На площадке людей было немного, ведь в основном работала техника, после обеда должны были приехать грузовики для вывоза строительного мусора. Кроме того, я фотографировал долго, и уже никто не обращал на меня внимания. Поэтому я беспроблемно пробежал двести метров до развалин дома и потихоньку принялся карабкаться по руинам, цепляясь за крупные куски бетонных плит, предварительно пробуя, насколько плотно они лежат. Бетон – тяжелый материал, поэтому при падении панели крепко утрамбовались, и я осторожно, но без особого риска смог добраться до своего коптера и заветной папки. Я взял ее, покрытую густым слоем цементной пыли, и выдернул из кучи деревянного мусора, который когда-то был половым настилом.

Я сразу обрадовался. Папка была увесистая, а значит, в ней что-то было! Я не стал ее открывать, чтобы как можно быстрее вернуться на свою позицию. Но меня уже заметили. Прораб Виктор шел к месту разбора быстрым нервным шагом:

– Вы что там делаете? А ну слезайте сюда!

Я наклонился, быстрым движением бросил папку в футляр коптера, закрыл его и, подняв аппарат в вытянутой руке, крикнул:

– У меня коптер упал! Я побежал за ним. Он капец как дорого стоит. Простите!

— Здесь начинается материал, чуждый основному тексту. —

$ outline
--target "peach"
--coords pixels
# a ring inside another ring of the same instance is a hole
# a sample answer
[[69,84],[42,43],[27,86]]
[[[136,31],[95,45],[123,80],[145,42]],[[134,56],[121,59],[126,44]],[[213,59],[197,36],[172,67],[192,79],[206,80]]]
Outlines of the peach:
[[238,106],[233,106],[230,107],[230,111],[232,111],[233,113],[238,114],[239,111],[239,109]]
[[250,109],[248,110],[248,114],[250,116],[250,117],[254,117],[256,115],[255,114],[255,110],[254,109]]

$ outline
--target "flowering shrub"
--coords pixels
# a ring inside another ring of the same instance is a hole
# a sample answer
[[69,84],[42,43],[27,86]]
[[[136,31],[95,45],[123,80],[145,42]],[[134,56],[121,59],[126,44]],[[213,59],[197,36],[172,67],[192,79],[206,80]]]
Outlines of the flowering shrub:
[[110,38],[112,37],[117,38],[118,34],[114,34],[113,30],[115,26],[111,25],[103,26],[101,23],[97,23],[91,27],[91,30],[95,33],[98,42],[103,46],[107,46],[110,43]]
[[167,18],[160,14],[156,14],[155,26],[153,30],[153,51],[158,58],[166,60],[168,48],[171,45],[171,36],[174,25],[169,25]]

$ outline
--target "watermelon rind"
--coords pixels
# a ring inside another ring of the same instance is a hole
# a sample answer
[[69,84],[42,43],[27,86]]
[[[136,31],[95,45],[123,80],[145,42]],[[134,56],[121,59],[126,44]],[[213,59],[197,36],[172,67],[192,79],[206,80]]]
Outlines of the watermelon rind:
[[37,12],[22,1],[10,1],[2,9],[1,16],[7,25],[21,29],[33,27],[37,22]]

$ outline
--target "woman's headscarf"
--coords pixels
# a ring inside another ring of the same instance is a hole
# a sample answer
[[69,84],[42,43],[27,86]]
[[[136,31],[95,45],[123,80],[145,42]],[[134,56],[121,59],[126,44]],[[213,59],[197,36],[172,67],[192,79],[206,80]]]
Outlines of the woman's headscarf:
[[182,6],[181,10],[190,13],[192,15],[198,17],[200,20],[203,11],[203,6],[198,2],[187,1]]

Я неспешно спустился и еще раз продемонстрировал свое оборудование Виктору.

– Простите, пожалуйста, – инстинкт. Бросился за ним и даже не подумал о технике безопасности. Я уже все отснял, спасибо вам огромное, я ухожу!

Я пошел в сторону входа на строительную площадку насколько мог быстро, и только когда вышел за ворота, почувствовал, как сильно вспотел и как громко бьется мое сердце. Только в такси я открыл футляр и развязал тесемки спасенной мной папки.

На титульном листе было написано: «Алексей Сабуров. МЕРТВЕЦЫ НЕ СТРАДАЮТ. РОМАН. 1999 год». Я быстро пролистнул странички толстой стопки белых листов. На них был напечатан текст. Я с облегчением сделал глубокий вдох. Только в тот момент на меня накатили страх от карабканья по обломкам разрушенного дома и радость, что это было не напрасно. Роман мог быть жалкой писаниной, но он существовал, и мне в тот момент было достаточно этого.

Дальше нам с Лидой нужно было срочно собираться на автобус, который шел в Пермь, чтобы затем улететь в Москву. Я открыл роман, сразу как только мы выехали из Березников, и не смог оторваться. Прошло двадцать лет, а я как будто оказался в другой эпохе. Как мы жили без интернета, сотовой связи, коллекционных вин и дорожных пробок? Это небольшое путешествие в уральский городок связало меня с героями книги, которые жили в ней и наполнили роман особыми красками. Я представлял, как они ходили по улицам, которых уже не существовало, жили в той пятиэтажке, которую только что снесли. Я хоть и журналист, но только фотограф, я не изучал теорию и практику литературного языка. Я могу сказать только, что эта история увлекла меня и скрасила длинную поездку.

Закончил читать я уже на подлете к Москве. Дома я открыл интернет и попытался найти Алексея Сабурова, но такого писателя никогда не существовало, как, естественно, не существовало и его книг. Тогда я подумал, что, может, стоит поделиться моей находкой еще с кем-то.